Repellent sprays: Some will temporarily discourage a groundhog from a specific spot. None of them will convince a groundhog to abandon a burrow it has already built. Once the scent fades, the animal returns.
Filling the hole with loose dirt: If the groundhog is still active, it will dig right through loose fill in a matter of hours.
Almost every deterrent method that homeowners consider ends up being either ineffective at best, or counter-productive and dangerous at worst. Groundhogs are remarkably good at what they do, and surface-level solutions don't address an underground problem.
What Actually Works
Solving a groundhog problem has three parts, and they need to happen in the right order.
First, the animal has to be removed. Live trapping and relocation is the standard approach. This is where a professional makes a real difference, because trap placement, approach angle, and technique matter more than most people expect. Baited traps, for example, are generally ineffective for groundhogs. That's a topic for another day, but the short version is: if you've tried a baited cage trap and failed, you're not alone. You are more likely to catch other animals before you catch a groundhog with this method. Wildlife removal experts get calls frequently from distressed homeowners with a skunk or raccoon in a trap that they had baited in an attempt to catch groundhogs.

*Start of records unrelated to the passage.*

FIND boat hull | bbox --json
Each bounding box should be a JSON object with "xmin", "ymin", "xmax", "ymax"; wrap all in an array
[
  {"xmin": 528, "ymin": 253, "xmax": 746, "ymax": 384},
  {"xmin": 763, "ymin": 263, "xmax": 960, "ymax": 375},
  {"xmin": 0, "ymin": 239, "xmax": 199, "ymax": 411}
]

Second, the burrow has to be addressed. This means confirming the burrow is fully vacant, then utilizing a variety of methodologies to reduce the odor inside the burrow, create barriers to the entrances, and backfilling with appropriate material in compacted layers. Gravel or crushed stone, not loose soil. The goal is to eliminate the void and restore bearing capacity under whatever structure sits above it. Non-toxic odor deterrents above the soil should be considered at this stage as well.
Third, exclusion barriers need to go in to prevent future burrowing in the same location. An L-shaped footer consisting of multiple feet of heavy-gauge wire mesh, buried along the foundation, deck edge, or shed perimeter, stops the next groundhog from digging in the same spot. Without this step, the cycle repeats. There is no shortage of groundhogs in the tri-state area, and a good den site will attract a new one.
A word of caution when hiring help: many wildlife companies only offer trapping. They'll remove the groundhog and leave the burrow wide open under your deck or foundation. Six months later, a skunk or raccoon moves in, and you're calling them again. Then again the following year. It's a business model that works well for the company. Before you hire anyone, ask whether their quote includes sealing and excluding the entry points after removal. If it doesn't, you're paying to manage the problem on a recurring basis, not solve it.
The Takeaway
A groundhog burrow is more than a hole in the yard. It's an underground void that can undermine concrete, redirect water, and compromise foundations. It's a permanent structure that attracts secondary wildlife long after the original builder is gone. And it's a problem that gets more expensive the longer it's left alone.
If you're seeing signs of burrowing activity near your home's foundation, deck, patio, or porch, it's worth having the situation assessed before settling concrete or new cracks force a much larger conversation.